Soufiane Talal

Personal information
- Date of birth: 26 May 1991 (age 34)
- Place of birth: Casablanca, Morocco
- Height: 1.76 m (5 ft 9 in)
- Position: Attacking midfielder

Team information
- Current team: Al-Minaa
- Number: 44

Youth career
- Raja CA

Senior career*
- Years: Team / Apps / (Gls)
- 2011–2012: Raja CA
- 2012–2014: Maghreb de Fès /  / (1)
- 2014: AS Salé
- 2014–2017: Hassania Agadir /  / (4)
- 2017: AS FAR
- 2017–2019: CR Al Hoceima
- 2019: Al-Salmiya /  / (1)
- 2020–2021: Raja Beni Mellal / 4 / (0)
- 2021–2022: Al-Najaf /  / (3)
- 2022–2023: Al-Zawraa /  / (0)
- 2023–: Al-Minaa / 2 / (0)

International career
- Morocco U20 / 2 / (1)
- Morocco U23 / 4 / (0)

= Soufiane Talal =

Moroccan footballer (born 1991)

Soufiane Talal (born 26 May 1991) is a Moroccan professional footballer who plays as a midfielder for Iraq Division One club Al-Minaa.

==Career==
Talal was promoted as a player in all age teams of the Raja CA, and he previously played in his country with the Maghreb de Fès, AS Salé, Hassania Agadir and CR Al Hoceima. In January 2019, he played professionally in the Kuwait Premier League for Al-Salmiya, and returned to his country in January 2020 to sign a contract with Raja Beni Mellal.

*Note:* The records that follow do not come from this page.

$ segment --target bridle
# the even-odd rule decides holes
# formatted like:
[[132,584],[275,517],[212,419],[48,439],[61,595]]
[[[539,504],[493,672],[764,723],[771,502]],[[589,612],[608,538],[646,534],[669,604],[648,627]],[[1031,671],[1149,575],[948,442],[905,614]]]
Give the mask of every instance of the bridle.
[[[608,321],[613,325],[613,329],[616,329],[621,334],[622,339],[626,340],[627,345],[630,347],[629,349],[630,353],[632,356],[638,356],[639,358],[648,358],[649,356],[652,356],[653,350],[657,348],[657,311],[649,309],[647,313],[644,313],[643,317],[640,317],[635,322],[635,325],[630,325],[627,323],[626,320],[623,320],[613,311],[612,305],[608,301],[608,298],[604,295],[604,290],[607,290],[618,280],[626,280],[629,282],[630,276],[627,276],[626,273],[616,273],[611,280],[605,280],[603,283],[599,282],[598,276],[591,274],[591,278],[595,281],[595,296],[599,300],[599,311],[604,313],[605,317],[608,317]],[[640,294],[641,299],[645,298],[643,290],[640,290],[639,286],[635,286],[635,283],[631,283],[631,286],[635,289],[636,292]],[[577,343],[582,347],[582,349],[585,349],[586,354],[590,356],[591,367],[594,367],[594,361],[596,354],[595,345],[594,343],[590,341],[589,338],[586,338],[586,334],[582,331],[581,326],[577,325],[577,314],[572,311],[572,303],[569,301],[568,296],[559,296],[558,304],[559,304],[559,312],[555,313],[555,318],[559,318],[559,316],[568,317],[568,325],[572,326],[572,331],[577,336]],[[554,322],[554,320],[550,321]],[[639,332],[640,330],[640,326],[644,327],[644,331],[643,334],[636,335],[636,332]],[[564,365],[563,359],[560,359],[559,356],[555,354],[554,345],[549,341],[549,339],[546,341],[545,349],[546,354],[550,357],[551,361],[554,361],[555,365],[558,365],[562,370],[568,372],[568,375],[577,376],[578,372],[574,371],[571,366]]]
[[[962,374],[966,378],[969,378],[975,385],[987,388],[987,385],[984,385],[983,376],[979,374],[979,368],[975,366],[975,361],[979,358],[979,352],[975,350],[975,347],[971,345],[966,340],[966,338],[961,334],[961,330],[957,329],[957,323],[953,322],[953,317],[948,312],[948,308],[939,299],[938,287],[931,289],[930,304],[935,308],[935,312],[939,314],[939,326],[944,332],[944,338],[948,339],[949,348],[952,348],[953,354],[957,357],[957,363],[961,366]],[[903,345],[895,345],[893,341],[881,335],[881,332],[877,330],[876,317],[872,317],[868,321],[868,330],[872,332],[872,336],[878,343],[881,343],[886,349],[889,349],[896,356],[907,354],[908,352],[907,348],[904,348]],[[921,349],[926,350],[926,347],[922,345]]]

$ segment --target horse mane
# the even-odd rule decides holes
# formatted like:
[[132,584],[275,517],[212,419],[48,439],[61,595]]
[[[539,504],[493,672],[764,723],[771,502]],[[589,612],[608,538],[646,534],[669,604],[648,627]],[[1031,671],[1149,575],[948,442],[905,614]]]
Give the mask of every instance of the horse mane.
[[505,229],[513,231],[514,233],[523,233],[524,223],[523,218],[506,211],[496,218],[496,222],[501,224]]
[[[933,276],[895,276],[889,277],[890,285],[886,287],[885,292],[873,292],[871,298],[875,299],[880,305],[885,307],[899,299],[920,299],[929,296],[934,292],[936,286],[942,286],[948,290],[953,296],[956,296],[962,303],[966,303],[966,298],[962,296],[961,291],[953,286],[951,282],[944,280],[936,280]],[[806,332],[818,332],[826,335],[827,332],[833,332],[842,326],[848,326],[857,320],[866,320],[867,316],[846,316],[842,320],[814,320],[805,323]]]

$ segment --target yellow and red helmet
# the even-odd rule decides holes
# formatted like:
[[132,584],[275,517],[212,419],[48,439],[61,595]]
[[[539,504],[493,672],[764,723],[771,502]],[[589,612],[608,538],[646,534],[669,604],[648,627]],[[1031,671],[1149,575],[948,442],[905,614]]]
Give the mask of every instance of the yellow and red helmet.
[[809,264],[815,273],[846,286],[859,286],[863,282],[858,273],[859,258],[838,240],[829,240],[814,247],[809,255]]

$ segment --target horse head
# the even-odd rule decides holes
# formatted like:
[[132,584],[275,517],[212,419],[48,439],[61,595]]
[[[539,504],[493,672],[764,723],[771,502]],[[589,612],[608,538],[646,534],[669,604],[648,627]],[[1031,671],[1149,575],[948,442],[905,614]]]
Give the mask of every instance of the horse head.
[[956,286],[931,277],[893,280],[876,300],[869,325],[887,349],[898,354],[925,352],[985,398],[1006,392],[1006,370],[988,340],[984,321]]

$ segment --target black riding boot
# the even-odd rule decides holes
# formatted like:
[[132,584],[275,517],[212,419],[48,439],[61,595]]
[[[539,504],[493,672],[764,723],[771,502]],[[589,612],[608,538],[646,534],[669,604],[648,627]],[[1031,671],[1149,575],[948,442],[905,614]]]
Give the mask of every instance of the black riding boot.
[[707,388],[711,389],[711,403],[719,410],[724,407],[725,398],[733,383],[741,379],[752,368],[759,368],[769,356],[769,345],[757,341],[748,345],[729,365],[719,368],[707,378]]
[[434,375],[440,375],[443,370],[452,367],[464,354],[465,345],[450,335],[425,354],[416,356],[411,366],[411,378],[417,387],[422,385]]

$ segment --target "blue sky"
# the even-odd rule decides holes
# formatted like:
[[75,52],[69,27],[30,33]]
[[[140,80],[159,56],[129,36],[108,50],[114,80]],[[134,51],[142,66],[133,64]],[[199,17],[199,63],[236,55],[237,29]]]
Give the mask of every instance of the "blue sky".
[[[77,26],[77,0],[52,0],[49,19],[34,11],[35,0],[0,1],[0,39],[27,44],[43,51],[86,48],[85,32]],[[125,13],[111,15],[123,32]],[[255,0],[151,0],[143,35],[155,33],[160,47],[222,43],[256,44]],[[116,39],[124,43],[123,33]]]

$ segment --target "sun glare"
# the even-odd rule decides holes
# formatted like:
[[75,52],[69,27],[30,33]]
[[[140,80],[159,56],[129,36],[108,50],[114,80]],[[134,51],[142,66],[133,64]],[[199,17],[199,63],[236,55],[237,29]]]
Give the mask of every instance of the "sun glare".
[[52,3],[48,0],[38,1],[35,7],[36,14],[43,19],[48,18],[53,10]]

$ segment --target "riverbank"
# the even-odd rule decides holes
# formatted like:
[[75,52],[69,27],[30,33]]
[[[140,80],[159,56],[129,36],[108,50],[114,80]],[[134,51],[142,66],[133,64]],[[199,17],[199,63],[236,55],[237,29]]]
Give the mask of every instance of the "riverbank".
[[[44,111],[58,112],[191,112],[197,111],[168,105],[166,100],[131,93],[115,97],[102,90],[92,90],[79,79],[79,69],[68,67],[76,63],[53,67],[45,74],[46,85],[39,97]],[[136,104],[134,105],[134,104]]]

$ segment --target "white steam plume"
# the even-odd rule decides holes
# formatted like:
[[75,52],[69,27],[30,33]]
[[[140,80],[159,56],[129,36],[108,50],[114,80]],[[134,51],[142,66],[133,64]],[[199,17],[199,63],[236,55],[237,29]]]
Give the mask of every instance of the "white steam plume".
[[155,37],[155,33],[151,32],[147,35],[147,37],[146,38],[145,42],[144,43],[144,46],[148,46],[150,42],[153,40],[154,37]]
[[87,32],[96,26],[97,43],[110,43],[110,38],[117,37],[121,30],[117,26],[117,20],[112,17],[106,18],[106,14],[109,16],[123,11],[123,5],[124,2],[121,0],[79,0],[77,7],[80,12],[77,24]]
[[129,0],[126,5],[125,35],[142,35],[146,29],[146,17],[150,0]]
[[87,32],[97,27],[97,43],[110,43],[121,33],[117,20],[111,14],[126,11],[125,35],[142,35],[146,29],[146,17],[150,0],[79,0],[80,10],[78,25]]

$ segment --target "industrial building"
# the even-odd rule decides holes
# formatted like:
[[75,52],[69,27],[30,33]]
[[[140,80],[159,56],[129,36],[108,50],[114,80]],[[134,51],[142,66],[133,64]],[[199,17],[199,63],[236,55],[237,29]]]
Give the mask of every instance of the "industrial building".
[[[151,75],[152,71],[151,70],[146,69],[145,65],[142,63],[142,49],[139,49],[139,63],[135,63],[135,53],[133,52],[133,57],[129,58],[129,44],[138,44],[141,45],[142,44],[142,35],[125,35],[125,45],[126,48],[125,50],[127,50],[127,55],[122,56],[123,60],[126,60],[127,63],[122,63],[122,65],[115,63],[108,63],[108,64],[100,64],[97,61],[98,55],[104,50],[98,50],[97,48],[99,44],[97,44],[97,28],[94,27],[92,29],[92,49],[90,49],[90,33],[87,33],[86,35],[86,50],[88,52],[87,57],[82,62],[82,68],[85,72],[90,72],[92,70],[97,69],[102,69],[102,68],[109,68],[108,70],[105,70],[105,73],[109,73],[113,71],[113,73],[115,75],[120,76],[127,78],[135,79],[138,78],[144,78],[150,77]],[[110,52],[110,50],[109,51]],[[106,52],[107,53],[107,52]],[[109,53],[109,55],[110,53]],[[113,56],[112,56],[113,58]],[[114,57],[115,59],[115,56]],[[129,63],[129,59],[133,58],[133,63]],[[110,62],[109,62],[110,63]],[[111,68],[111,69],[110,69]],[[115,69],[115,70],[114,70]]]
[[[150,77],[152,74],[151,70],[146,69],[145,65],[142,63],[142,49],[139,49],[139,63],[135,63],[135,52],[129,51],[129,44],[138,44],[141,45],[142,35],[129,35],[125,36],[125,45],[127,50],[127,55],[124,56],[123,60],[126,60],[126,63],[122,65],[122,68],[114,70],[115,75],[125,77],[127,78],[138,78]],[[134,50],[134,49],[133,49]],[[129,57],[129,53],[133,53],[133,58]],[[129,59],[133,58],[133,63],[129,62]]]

In February 2021, Talal moved to play in the Iraqi Premier League, signing a contract with Al-Najaf. In August 2022, he signed a contract with the largest Iraqi club, Al-Zawraa.

In January 2023, Talal signed a contract with Al-Minaa, which was recently relegated to the Iraqi First Division League.